Ya en la despedida, hablamos de esas generalidades de la vida, los cambios, la crisis y el sexo, y él me dijo:
—¿Qué nos está pasando, doctor? ¿Qué ocurre con las mujeres? Las nietas de las abuelas que guardaban un rosario en el bolso y un devocionario en la mesita de noche tienen ahora una caja de preservativos y un consolador[407]. Las abuelas adoraban la casa de la pradera y las nietas se pirran por la impudicia de la casa de Guadalix de la Sierra («Gran Hermano»).
—Es la aceleración de la historia y la reducción del presente —respondí—. ¿Conoce las tesis de Mijail Malishev, las de Grom-pone, Lester Brown y Pacheco?
—No, yo, ya sabe, mi breviario…
—Pues no le dé vueltas que le harán la picha un lío.
—Entonces lo dejaré para cuando me opere. Gracias, doctor.

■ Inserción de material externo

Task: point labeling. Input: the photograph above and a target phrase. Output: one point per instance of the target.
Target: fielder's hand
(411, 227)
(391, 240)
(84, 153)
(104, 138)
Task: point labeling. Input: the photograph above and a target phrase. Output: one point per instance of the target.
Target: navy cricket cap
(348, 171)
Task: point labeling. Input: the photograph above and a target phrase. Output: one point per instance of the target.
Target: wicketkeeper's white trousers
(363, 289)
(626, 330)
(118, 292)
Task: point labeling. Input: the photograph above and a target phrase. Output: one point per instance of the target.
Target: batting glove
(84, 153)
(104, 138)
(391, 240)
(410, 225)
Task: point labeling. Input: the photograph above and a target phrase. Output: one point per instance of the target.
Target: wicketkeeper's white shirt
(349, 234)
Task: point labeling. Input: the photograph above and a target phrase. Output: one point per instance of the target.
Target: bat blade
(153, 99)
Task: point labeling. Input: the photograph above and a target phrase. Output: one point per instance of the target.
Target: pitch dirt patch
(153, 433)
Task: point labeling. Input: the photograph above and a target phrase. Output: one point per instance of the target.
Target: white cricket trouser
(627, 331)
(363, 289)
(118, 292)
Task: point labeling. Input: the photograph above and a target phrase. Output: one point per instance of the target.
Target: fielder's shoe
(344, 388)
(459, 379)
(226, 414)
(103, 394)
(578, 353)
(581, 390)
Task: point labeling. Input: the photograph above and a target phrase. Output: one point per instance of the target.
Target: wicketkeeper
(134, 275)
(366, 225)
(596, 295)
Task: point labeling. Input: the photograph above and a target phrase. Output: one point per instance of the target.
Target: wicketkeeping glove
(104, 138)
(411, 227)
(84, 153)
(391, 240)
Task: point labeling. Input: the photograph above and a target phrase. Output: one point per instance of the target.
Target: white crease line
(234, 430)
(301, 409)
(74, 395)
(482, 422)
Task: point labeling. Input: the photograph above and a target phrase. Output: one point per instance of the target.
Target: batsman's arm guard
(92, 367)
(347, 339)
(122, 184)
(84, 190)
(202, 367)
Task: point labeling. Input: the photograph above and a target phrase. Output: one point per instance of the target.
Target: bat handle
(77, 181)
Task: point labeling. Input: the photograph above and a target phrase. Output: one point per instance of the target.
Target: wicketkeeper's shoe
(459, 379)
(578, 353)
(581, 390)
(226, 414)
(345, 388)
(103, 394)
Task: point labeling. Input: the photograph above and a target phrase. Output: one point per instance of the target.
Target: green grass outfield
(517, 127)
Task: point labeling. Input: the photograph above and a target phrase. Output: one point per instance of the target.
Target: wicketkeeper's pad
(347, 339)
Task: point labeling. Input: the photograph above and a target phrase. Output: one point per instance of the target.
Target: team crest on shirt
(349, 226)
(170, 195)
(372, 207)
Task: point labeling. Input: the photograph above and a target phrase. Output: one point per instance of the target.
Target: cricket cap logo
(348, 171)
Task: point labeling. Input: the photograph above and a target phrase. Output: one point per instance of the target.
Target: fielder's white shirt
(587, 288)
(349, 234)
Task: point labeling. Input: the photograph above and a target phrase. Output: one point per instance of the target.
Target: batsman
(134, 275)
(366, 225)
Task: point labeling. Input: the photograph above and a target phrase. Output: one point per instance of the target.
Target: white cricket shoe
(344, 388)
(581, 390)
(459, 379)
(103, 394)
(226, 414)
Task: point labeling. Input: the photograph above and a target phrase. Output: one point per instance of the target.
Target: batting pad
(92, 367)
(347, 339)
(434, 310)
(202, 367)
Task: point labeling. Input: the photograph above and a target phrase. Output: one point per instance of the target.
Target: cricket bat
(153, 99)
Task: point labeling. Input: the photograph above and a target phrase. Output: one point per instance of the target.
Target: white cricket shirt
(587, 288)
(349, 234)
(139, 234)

No es el único caso. Historias semejantes son mi alimento emocional cotidiano. El cambio ha sido importante, sí, y yo diría que para mejor. La abuela, aquella beatona e hipócrita a la que aludía mi paciente anterior tenía más mala leche que un nublado; sin embargo, la nieta liberada, parece mentira que herede sus genes, ha resultado ser una chica sana que vive su vida sin fastidiar al prójimo, una ONG con tetas y muslos que comulga absolutamente con la piadosa idea de que «lo que se han de comer los gusanos dejad que lo disfruten los humanos».

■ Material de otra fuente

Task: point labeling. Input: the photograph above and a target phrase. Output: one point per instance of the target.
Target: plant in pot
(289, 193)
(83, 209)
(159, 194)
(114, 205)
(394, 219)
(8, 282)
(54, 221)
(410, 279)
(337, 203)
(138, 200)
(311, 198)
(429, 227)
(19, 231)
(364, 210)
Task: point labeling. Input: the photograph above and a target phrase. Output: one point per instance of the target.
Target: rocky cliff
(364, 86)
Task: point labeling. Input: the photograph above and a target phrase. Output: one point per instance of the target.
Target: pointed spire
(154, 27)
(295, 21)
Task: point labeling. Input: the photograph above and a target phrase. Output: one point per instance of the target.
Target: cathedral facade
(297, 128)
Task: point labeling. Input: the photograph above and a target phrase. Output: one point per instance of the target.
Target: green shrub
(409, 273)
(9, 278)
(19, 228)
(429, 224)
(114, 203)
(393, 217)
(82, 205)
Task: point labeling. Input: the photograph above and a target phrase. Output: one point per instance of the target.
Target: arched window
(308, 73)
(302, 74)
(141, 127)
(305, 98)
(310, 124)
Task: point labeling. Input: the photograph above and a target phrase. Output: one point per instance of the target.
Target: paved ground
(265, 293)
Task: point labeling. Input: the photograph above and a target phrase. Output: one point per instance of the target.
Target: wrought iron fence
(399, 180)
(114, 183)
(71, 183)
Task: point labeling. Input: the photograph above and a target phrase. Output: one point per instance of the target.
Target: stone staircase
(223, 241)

Durante milenios, el sexo recreativo ha sido cosa de hombres, jamás de mujeres. La mujer decente ni siquiera sentía los orgasmos o si los sentía era mejor que los disimulara[408]. En el siglo XIX la clase media y parte de la aristocracia educaba a sus mujeres en la más completa ignorancia sexual. Solamente el día de la boda las madres le aclaraban a la hija: «Esta noche no tengas miedo, que no pasa nada, pero tu marido te hará lo que has visto que hacen los perritos con las perritas». Y la novia virginal, cuando se encontraba a solas con el novio, le suplicaba: «Felipe, lo que tú quieras, pero cuando estemos pegados lo único que te pido es que no me arrastres por el pasillo, que me da mucha vergüenza».

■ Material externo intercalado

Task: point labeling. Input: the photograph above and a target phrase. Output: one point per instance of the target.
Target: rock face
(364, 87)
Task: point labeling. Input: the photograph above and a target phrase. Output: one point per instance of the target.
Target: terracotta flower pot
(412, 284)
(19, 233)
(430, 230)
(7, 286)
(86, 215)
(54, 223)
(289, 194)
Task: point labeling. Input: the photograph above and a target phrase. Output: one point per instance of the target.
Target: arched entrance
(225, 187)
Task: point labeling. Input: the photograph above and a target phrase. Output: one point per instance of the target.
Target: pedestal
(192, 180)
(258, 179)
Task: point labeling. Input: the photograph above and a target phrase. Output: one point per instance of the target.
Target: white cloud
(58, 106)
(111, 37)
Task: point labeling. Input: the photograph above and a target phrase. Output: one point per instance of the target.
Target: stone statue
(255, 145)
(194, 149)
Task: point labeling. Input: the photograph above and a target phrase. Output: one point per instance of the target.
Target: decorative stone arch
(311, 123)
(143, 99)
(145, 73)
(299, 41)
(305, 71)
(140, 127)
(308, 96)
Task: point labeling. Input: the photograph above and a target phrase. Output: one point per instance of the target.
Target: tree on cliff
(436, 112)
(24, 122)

Con esa ignorancia, muchas mujeres somatizaban su frustración en forma de problemas físicos o mentales que los médicos, debido a las limitaciones de su ciencia, diagnosticaban como «histeria femenina». Ya los griegos creyeron que este estado de nerviosismo e hipersensibilidad que a veces advertían en la mujer se debía a que su útero (hystera, en griego) le causaba afecciones físicas. Galeno (siglo II) diagnosticó que esa extraña enfermedad era causada por la privación del sexo[409]. En la Inglaterra victoriana se aplacaba mediante masajes en el clítoris aplicados por un facultativo o su ayudante hasta que la paciente alcanzaba el «paroxismo histérico» (hoy lo llamaríamos orgasmo) que la dejaba desmadejada y satisfecha. O sea, que el médico curaba masturbando a la paciente.
Naturalmente, la mujer necesitada podía sucumbir a la tentación del placer y ponerle los cuernos al marido con alguien que la sirviera mejor[410].
La mujer debía llegar virgen al matrimonio, con el precinto intacto como garantía de su decencia, de que todo su conocimiento y experiencia del sexo lo obtendría de su marido. Sin embargo, se apreciaba que él llegara con la lección aprendida y ejercitada en prostíbulos o con chicas de menos categoría social (lo que en cierto modo rebajaba también sus niveles morales), o sea con personas humildes (era clásico iniciarse con criadas en las casas de alcurnia).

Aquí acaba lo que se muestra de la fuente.